I have been given a recursive algorithm in an assignment, of which I need to prove it has a given Time Complexity.
The algorithm is as follows (written in Java)
int partDist(String w1, String w2, int w1len, int w2len) {
if (w1len == 0)
return w2len;
if (w2len == 0)
return w1len;
int res = partDist(w1, w2, w1len - 1, w2len - 1) +
(w1.charAt(w1len - 1) == w2.charAt(w2len - 1) ? 0 : 1);
int addLetter = partDist(w1, w2, w1len - 1, w2len) + 1;
if (addLetter < res)
res = addLetter;
int deleteLetter = partDist(w1, w2, w1len, w2len - 1) + 1;
if (deleteLetter < res)
res = deleteLetter;
return res;
}
The assignment is to prove that this algorithm indeed has the time complexity Omega(2^max(n, m)) where n and m are the lengths of w1 and w2 respectively.
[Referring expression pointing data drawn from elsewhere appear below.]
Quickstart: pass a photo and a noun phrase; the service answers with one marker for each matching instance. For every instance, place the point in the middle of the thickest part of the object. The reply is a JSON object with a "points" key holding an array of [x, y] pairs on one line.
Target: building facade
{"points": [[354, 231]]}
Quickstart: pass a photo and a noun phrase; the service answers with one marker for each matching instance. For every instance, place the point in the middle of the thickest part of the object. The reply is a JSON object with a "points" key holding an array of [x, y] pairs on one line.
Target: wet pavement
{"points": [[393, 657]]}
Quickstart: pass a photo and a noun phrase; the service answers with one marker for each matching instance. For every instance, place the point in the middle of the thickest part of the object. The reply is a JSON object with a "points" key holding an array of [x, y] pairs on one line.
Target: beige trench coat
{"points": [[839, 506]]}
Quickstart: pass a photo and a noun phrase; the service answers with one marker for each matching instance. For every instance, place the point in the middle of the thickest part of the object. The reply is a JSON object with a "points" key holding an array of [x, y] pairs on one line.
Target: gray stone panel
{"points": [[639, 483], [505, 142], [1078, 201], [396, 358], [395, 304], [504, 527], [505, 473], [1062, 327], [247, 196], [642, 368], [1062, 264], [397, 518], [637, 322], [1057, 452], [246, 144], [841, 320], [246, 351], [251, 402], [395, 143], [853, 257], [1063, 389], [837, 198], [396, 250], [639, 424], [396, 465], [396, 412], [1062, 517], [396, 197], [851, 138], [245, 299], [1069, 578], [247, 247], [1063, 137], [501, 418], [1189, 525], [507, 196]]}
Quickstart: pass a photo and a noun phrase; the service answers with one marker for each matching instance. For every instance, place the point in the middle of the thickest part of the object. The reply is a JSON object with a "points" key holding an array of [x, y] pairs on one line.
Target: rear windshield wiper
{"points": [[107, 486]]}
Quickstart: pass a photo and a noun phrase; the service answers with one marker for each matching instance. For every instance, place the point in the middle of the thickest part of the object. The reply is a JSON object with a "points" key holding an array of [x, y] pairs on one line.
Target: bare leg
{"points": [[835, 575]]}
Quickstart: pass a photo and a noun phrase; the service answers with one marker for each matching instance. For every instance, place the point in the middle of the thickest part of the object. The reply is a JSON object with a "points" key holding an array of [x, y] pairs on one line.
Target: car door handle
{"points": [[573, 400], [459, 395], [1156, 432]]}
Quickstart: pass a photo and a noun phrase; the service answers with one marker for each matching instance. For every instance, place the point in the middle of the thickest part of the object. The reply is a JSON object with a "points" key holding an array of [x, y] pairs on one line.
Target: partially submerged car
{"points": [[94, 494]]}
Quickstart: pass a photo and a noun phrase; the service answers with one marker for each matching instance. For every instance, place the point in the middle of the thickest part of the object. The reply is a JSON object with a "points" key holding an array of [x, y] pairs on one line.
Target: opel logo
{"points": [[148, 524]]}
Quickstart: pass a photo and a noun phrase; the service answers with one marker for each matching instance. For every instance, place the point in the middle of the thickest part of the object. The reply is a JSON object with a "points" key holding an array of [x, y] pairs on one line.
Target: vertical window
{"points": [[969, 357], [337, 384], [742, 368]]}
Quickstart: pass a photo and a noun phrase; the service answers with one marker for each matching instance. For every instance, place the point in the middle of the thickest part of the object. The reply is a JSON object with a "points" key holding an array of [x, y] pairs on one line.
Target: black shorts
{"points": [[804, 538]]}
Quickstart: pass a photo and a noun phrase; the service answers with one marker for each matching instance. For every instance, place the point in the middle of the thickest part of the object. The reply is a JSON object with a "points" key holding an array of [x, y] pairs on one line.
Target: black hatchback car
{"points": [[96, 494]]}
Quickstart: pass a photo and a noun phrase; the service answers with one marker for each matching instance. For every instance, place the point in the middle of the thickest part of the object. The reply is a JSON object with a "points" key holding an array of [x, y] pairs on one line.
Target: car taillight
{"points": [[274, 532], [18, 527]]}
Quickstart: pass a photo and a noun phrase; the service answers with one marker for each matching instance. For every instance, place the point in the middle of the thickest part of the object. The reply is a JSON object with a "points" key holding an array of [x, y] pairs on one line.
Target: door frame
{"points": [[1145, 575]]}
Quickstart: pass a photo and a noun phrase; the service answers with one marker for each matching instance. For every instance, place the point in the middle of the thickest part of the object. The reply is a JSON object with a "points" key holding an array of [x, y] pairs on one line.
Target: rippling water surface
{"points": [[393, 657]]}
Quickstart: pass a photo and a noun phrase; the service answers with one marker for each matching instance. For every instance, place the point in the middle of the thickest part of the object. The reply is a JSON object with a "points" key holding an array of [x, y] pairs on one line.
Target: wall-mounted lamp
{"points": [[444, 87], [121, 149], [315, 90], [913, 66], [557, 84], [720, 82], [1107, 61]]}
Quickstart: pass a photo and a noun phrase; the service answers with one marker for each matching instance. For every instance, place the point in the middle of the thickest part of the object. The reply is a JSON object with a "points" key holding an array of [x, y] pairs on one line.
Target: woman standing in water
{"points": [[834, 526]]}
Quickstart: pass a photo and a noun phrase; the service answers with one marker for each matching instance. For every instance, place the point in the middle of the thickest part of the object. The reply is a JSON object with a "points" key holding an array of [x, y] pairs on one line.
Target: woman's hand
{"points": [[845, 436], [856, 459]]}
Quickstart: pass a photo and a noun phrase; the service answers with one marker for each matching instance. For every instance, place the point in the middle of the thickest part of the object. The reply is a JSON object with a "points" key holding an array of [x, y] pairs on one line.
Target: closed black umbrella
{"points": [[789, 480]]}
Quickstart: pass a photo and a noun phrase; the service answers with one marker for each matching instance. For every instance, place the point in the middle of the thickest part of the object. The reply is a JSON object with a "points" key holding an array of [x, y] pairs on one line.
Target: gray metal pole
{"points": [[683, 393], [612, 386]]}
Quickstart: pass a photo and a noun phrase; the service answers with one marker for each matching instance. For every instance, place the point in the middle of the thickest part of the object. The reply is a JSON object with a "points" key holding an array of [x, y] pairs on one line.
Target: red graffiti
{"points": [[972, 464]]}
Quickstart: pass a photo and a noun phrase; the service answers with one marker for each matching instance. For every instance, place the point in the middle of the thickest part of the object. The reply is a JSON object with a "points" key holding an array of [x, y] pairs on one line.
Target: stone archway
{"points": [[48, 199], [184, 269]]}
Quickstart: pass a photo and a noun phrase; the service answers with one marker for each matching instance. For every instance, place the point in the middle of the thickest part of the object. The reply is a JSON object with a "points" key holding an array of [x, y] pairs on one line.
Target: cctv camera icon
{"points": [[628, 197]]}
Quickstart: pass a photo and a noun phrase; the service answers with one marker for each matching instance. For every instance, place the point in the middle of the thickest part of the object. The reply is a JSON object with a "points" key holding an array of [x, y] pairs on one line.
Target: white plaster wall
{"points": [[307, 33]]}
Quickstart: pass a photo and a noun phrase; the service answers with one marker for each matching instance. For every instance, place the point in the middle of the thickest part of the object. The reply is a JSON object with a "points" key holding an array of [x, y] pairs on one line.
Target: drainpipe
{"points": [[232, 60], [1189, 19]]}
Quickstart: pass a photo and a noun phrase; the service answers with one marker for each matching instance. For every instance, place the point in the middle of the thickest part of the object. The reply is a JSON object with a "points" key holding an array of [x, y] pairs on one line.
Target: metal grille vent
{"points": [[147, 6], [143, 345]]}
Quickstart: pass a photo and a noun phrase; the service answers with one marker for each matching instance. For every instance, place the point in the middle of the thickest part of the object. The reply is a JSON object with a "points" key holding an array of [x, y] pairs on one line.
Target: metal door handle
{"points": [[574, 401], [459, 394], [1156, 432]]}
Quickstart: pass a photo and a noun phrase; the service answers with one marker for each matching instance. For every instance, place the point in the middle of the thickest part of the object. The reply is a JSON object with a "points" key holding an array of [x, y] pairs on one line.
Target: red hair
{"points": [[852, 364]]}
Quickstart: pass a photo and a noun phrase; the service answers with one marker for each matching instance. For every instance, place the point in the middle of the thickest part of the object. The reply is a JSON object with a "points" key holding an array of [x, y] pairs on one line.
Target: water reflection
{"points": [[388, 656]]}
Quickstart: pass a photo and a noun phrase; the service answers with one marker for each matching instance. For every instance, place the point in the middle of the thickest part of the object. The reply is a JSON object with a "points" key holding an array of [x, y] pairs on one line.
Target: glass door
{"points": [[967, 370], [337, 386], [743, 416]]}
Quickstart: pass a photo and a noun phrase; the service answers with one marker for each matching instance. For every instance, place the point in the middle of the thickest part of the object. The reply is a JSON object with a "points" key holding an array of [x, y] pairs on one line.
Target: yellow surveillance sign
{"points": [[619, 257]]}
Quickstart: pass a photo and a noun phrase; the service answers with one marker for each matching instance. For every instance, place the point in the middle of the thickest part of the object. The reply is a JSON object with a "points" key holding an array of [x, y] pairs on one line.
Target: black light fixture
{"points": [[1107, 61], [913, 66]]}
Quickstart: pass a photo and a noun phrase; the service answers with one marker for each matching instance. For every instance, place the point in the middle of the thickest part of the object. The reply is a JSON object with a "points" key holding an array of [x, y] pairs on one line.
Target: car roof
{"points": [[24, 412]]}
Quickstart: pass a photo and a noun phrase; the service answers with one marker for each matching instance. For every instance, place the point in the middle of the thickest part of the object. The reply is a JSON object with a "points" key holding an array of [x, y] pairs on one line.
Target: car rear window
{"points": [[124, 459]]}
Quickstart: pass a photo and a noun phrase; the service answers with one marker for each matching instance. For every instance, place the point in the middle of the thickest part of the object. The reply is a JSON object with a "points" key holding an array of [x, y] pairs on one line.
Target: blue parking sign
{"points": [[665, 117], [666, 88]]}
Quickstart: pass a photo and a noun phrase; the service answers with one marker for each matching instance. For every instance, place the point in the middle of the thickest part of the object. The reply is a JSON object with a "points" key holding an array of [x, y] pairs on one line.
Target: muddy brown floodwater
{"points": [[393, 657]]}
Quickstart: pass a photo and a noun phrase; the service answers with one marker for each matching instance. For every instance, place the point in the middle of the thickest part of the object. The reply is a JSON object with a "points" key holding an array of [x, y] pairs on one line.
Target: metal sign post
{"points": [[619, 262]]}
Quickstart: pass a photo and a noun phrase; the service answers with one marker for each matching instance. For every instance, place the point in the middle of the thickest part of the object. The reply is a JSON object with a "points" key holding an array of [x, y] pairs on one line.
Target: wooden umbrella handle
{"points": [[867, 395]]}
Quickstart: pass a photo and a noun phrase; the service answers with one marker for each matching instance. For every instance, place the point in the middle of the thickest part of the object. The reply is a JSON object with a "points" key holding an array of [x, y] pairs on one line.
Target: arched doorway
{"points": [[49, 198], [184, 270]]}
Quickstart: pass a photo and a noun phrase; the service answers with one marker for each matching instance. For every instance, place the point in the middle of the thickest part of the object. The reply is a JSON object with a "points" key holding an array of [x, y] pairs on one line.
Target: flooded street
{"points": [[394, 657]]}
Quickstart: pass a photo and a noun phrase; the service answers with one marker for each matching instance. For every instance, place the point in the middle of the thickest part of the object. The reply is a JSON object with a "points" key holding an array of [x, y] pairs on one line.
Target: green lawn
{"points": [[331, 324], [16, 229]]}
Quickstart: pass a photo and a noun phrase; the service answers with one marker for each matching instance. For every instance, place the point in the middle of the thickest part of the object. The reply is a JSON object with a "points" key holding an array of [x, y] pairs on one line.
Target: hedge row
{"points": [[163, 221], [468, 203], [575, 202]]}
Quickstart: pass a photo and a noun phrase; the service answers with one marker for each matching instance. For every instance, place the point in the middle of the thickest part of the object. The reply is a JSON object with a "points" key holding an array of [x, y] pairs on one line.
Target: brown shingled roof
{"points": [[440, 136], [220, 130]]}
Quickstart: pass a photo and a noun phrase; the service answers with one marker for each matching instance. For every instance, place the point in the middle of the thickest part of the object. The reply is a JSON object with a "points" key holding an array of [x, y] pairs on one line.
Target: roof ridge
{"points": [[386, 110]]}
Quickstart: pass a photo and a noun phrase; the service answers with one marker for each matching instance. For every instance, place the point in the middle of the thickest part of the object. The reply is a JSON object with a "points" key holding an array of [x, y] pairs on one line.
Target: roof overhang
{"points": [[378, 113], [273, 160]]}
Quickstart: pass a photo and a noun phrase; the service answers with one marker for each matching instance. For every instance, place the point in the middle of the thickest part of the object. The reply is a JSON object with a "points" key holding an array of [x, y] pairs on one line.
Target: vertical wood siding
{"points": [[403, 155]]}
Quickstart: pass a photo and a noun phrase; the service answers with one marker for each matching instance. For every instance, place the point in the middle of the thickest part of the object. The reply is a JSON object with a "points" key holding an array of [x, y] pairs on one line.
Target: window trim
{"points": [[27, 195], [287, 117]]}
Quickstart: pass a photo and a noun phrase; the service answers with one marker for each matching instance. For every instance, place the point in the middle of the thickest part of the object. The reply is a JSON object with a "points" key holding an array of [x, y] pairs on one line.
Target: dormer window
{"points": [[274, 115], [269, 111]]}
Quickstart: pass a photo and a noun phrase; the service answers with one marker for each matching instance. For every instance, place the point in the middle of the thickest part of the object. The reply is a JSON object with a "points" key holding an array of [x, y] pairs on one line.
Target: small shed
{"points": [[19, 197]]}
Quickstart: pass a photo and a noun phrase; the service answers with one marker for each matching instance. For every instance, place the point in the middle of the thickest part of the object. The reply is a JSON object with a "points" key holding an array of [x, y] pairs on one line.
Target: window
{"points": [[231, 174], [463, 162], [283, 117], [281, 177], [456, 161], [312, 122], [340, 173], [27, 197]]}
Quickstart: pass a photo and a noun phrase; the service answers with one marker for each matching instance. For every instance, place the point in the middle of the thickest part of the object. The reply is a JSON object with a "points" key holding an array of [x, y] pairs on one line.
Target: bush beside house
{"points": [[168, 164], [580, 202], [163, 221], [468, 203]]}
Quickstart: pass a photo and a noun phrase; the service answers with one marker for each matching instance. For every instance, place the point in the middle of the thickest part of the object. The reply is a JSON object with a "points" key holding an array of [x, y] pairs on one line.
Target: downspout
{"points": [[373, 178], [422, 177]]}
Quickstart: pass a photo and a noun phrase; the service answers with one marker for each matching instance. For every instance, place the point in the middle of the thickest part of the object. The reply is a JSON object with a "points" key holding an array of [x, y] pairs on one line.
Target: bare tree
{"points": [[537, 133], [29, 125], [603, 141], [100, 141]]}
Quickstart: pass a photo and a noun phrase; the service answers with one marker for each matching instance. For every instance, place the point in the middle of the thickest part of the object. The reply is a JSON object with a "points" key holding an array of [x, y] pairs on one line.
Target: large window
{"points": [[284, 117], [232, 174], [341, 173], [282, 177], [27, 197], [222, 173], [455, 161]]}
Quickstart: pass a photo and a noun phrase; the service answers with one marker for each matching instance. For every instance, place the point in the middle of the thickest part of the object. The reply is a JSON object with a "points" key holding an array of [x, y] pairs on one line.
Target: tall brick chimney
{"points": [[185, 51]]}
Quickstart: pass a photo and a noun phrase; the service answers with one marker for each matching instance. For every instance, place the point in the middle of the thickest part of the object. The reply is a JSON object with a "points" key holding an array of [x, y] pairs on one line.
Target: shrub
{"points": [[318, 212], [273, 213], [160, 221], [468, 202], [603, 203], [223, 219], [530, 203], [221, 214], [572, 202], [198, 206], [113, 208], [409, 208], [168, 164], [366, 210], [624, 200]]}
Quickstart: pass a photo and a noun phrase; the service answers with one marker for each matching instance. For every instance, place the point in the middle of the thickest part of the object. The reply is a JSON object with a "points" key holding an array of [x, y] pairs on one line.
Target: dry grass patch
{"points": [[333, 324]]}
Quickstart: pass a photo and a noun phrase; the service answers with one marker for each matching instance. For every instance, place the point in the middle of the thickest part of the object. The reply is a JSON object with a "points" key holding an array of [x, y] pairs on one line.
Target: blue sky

My knowledge in this area is sparse to say the least but I've managed to find a video on youtube analysing the Fibonacci Sequence recursion pretty helpful.
I've basically tried backwards engineering the solution from the video on my algorithm but I end up with the time complexity Omega(3^min(n, m)).
The way I've reached this conclusion, which is by no means the correct way I'm sure, is that I calculate a kind of a lower bound (I guess?) by saying that T(n-1, m-1) = T(m, n-1) and T(m-1, n) (as I think these are the other two terms). After that I just expand the formula two or three steps and generalize it. I then end up with my above time complexity. I don't understand how the time complexity can be 2^(max(n,m)) as there are 3 additional recursive calls for every one, and I don't understand either why it's max and not min, as the method is linear (right?) when one of the two lengths are zero.